A lot of people are confused as to why there was insufficient water to fully fight these fires.
The number one reason is we didn't have the infrastructure. When you have people living in semi remote areas at the top of hills, it costs a lot of money to run high pressure water pipes out there. Had these houses been on fire separately, one at a time there would have been plenty of water to fight it each and every one. But when you open all the fire hydrants in a neighborhood or region, water pressure drops especially at the top of hills where all these buildings are. The current through the water main line that feeds the region gets so high that the fluid friction through the pipe becomes the limiting factor. You would need to install much larger pipes all the way back to the gravity feed reservoir that you are relying on.
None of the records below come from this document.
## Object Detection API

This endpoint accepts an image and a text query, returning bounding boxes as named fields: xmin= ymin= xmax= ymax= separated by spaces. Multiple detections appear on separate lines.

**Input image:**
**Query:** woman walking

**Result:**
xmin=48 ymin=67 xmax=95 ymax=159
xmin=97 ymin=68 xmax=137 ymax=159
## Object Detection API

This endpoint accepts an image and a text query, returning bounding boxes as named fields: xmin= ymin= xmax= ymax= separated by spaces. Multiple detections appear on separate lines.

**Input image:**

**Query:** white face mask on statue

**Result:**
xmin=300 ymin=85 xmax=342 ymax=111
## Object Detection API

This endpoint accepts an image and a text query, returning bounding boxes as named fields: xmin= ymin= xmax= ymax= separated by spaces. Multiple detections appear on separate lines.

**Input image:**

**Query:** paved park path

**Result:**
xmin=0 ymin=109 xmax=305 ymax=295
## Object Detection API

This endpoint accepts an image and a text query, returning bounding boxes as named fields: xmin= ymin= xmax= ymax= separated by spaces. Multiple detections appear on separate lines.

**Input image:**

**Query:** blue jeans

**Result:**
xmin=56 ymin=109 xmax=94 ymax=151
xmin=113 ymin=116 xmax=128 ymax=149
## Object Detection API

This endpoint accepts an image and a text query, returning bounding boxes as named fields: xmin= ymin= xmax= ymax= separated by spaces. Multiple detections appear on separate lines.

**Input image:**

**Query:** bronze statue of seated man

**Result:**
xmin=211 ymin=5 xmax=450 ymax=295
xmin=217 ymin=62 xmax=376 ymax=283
On top of hills the place that is hardest to fight fires. Fire goes uphill, water wants to go the opposite way. Strips of houses built at the top of naturally vegetated hills are extremely vulnerable to fire and extremely difficult to engineer water to. How much more do you want to increase your utility bills or taxes to make sure that the extra expensive houses on the top of those hills are well protected?
There have been some reports that power outages also contributed to the problem , but I think that's less likely because pumping typically occurs during the filling of reservoirs that are uphill from the users. The final pressure is derived from a gravity feed from the reservoir not from continuous pumping. This is necessary because water is incompressible and it's very difficult to maintain constant water pressure from a direct pump, there needs to be some sort of gravity reservoir or air pressure reservoir stage to buffer the pressure.
Related to this, it's completely unfeasible to pump water from the ocean to put out these fires. It's not just the disaster psychological effects of increasing soil salinity in those areas. Pumping would require a huge amount of sophisticated infrastructure and the introduction of whole salt water water towers or reservoirs.